God's Almost Chosen Peoples
Title | God's Almost Chosen Peoples PDF eBook |
Author | George C. Rable |
Publisher | Univ of North Carolina Press |
Pages | 599 |
Release | 2010-11-29 |
Genre | History |
ISBN | 0807899313 |
Throughout the Civil War, soldiers and civilians on both sides of the conflict saw the hand of God in the terrible events of the day, but the standard narratives of the period pay scant attention to religion. Now, in God's Almost Chosen Peoples, Lincoln Prize-winning historian George C. Rable offers a groundbreaking account of how Americans of all political and religious persuasions used faith to interpret the course of the war. Examining a wide range of published and unpublished documents--including sermons, official statements from various churches, denominational papers and periodicals, and letters, diaries, and newspaper articles--Rable illuminates the broad role of religion during the Civil War, giving attention to often-neglected groups such as Mormons, Catholics, blacks, and people from the Trans-Mississippi region. The book underscores religion's presence in the everyday lives of Americans north and south struggling to understand the meaning of the conflict, from the tragedy of individual death to victory and defeat in battle and even the ultimate outcome of the war. Rable shows that themes of providence, sin, and judgment pervaded both public and private writings about the conflict. Perhaps most important, this volume--the only comprehensive religious history of the war--highlights the resilience of religious faith in the face of political and military storms the likes of which Americans had never before endured.

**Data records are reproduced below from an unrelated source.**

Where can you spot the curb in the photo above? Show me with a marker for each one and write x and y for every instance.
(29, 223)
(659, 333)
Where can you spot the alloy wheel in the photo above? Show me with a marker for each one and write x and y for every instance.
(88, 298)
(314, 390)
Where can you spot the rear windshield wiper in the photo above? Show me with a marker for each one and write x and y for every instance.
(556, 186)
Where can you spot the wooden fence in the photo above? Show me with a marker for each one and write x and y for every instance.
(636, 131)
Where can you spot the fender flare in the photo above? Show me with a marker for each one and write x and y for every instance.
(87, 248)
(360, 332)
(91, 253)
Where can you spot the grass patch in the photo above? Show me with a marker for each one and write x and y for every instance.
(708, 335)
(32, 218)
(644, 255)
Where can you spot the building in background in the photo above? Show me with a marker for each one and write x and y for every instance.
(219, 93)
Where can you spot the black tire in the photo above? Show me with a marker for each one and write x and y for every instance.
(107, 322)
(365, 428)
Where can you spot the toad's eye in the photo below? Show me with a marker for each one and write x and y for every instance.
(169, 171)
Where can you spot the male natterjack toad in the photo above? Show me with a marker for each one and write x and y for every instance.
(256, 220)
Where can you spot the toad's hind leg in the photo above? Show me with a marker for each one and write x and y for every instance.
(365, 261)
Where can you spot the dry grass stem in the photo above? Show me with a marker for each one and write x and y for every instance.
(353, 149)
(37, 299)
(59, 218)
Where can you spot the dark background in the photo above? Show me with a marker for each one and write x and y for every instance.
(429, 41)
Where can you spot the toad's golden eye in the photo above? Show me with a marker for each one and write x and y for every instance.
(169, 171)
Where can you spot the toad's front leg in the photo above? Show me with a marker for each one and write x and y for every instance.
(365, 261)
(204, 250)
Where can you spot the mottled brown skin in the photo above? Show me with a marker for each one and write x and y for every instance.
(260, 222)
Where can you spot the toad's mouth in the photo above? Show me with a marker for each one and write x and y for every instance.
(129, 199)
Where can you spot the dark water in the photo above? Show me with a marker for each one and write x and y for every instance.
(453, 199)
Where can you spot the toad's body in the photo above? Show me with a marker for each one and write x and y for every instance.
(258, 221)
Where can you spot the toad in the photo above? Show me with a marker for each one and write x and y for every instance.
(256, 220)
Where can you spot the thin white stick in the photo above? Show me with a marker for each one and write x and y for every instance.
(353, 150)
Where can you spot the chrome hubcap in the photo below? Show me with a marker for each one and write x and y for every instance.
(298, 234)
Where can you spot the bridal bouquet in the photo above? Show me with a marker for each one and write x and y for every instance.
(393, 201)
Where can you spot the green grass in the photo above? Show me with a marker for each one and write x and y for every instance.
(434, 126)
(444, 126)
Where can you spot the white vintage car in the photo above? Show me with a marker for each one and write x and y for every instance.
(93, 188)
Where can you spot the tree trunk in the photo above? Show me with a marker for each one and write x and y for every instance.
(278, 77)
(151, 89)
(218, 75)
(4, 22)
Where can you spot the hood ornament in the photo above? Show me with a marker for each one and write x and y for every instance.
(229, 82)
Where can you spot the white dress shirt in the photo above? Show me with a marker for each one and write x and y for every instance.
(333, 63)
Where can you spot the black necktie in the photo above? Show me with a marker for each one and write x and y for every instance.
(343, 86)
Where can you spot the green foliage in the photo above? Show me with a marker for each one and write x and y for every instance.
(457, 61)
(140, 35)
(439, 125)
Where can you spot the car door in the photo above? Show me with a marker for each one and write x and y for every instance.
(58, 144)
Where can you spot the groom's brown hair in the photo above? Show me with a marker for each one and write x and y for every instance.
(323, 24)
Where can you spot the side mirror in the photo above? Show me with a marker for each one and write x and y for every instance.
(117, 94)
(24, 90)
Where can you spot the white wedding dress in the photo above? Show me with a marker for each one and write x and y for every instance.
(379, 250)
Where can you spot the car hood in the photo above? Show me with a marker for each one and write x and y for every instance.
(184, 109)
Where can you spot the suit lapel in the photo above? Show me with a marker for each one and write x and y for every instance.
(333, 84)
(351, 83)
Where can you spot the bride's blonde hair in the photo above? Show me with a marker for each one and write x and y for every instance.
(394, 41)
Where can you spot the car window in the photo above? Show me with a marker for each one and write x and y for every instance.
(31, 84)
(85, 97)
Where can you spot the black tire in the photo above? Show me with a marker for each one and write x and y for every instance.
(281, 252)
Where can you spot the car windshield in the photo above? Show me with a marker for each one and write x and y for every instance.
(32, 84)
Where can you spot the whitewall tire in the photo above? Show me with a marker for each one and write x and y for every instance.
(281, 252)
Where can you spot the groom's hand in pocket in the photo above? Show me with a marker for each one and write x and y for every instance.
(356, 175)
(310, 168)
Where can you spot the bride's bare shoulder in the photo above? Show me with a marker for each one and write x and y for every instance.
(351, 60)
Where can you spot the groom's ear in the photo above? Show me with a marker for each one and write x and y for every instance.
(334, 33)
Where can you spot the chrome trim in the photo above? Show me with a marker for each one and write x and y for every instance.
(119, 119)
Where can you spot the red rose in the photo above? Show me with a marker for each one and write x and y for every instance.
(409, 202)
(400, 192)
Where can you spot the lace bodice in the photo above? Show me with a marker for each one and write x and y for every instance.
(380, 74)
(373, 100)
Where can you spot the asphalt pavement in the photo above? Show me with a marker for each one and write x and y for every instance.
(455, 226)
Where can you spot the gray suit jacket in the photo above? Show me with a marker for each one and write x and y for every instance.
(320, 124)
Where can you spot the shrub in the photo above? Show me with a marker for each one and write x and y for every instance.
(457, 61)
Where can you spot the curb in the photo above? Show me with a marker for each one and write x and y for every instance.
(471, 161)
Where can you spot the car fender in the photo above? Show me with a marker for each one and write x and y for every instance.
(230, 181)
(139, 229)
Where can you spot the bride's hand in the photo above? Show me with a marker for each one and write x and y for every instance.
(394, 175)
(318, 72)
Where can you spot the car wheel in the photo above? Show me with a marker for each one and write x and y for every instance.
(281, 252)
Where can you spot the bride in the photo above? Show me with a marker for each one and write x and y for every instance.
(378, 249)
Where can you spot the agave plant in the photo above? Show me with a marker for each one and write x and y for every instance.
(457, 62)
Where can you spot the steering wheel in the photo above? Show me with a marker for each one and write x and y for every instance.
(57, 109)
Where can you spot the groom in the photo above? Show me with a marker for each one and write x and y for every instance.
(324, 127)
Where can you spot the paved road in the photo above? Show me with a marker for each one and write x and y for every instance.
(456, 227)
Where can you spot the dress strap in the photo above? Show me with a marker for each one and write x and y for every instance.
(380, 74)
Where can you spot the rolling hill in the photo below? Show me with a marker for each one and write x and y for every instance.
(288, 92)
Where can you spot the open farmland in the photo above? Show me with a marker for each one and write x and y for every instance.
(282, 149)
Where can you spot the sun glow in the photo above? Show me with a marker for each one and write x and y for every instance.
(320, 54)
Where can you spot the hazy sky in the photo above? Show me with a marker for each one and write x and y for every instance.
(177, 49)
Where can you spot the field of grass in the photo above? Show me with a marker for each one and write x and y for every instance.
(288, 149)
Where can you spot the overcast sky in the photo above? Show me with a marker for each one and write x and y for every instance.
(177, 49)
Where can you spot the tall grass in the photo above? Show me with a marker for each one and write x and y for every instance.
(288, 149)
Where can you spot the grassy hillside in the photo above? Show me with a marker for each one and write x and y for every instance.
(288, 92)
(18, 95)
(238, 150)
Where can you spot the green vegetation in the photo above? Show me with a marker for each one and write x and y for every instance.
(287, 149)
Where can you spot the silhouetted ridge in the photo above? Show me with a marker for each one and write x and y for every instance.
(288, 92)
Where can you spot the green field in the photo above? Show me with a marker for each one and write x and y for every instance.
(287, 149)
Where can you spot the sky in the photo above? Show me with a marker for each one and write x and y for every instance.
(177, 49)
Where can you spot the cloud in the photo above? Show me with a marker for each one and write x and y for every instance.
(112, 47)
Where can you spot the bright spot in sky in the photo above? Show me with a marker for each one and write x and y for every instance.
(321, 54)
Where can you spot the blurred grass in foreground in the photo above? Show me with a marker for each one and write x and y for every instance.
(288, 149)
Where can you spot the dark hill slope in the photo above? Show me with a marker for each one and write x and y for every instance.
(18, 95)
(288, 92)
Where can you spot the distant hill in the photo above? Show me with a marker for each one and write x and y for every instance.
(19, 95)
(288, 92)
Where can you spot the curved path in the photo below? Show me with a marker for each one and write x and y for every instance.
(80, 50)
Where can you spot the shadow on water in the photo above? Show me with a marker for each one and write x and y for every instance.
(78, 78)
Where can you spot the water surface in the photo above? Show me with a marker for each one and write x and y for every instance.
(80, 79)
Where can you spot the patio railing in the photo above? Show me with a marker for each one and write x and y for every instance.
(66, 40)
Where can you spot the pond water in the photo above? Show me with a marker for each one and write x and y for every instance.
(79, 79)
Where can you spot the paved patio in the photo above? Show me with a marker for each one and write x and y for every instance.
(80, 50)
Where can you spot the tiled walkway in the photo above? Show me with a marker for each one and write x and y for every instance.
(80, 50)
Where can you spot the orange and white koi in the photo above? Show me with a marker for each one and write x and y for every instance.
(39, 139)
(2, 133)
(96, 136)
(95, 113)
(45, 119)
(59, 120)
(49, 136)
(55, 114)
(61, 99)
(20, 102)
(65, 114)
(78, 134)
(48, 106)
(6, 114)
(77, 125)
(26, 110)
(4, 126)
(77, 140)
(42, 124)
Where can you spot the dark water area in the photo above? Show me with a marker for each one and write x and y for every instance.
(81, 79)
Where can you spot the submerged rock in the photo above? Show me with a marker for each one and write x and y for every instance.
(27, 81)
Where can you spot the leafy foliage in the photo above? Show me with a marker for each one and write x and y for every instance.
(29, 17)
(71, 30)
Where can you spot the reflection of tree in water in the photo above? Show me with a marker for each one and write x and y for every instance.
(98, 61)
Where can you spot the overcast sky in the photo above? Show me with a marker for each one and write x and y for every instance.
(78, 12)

The Hand of God in History
Title | The Hand of God in History PDF eBook |
Author | Hollis Read |
Publisher | |
Pages | 932 |
Release | 1870 |
Genre | Providence and government of God |
ISBN |
Tornado God
Title | Tornado God PDF eBook |
Author | Peter J. Thuesen |
Publisher | |
Pages | 313 |
Release | 2020 |
Genre | History |
ISBN | 0190680288 |
One of the earliest sources of humanity's religious impulse was severe weather, which ancient peoples attributed to the wrath of storm gods. Enlightenment thinkers derided such beliefs as superstition, but in America, scientific and theological hubris came face-to-face with the tornado, nature's most violent windstorm. In this groundbreaking history, Peter J. Thuesen traces the primal connections between weather and religion in the United States. He shows that tornadoes and other storms have repeatedly drawn Americans into the profoundest of religious mysteries and confronted them with the question of their own destiny--how much is self-determined and how much is beyond human understanding or control.